The Census Bureau reports that California ranks 10th among states in income, but only 22nd in tax burden. Nevertheless, the Republican mantra has been that higher taxes are so damaging that government should avoid them at all costs — especially in downturns like the current one.
This sentiment is so pervasive that all but one of California’s Republican legislators recently signed an agreement that they would never vote to raise taxes despite a deficit so large that covering it with cuts alone would literally shut down the state’s universities and all services to the disabled.
Luckily, the Republicans, whose votes are necessary to entertain any “revenue enhancement,” have some things they would like in return for their support.

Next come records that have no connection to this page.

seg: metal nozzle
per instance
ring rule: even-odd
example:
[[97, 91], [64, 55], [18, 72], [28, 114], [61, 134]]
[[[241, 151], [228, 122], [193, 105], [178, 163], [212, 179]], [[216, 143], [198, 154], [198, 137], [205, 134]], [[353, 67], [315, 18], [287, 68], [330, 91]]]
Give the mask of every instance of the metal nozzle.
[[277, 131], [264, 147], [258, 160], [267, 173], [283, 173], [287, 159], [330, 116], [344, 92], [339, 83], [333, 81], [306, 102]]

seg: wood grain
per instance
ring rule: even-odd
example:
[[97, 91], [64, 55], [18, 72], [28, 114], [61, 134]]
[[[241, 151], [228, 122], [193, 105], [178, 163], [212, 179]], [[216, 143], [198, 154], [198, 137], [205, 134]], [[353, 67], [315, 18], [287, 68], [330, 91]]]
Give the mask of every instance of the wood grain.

These include disempowering unions, and degrading the environment. Whew! Thank goodness for that, eh?
But are high tax rates, particularly on the rich, really such an obstacle to prosperity and productivity? Larry Beinhart, author of Wag the Dog says otherwise .
Among other things, Beinhart observes that the heyday of American prosperity coincided exactly with the highest progressive tax rates — in the 1950’s and 60’s. The idea that lower taxes were harmful is fairly convincing, too, since the “trickle down” tax cuts on the wealthy in last three decades produced an economy where the bottom 90% of income earners have actually experienced declining purchasing power.
The only interruption in this purchasing power decline came during the Clinton years — an administration decried by its opponents for increased taxes on higher incomes. Did those higher taxes produced the recession predicted by Republican House leader Newt Gingrich and others? Hardly.
However, for that 30-year low-tax period, the top 0.01% of income earners got 497% more income. This is no exaggeration.
Observes Beinhart: “With high taxes, the only way to retain the bulk of the wealth created by a business is by reinvesting it in the business — in plants, equipment, staff, research and development, new products and all the rest.
The higher taxes are (and from 1940 to 1964 the top rates were around 90 percent), the more this is true.
This creates a bias toward long-term planning.
The Reagan tax cuts were sold to the American public as a miraculous remedy for economic stagnation that would even increase tax revenues. Subsequent deficits, however, make it hard to believe revenue collections increased. Even economic performance, marketed as “Morning in American” during the Reagan years, consisted of an average business cycle recovery. One exception to that recovery: capital investment was flat because companies were spending their profits on a 497% increase in things like CEO bonuses.
Reagan did not just cut taxes, either — he signed eight tax increases, and between Reagan and Bush 41, payroll taxes quadrupled. One wonders: If the collections were so much higher, why the increases in regressive taxation, and why the big deficits — and why didn’t we have an exceptional recovery instead of an average one with flat capital investment?
Nevertheless, to our Republican representatives, government exists to disempower people. We must resist collective action at all costs because it serves the public interest only by accident. We must de-fund government (“starving the beast”) and make taxes ever lower. If what remains resembles the gilded age, or even the dark ages, when the oligarchs pillaged with impunity, that’s just the price we must pay.
Equitable income distribution is a good predictor of a civilization’s chance at survival. And if higher taxes coexisted with a more equitable income distribution, and the most prosperous economy in America’s history, just ignore that.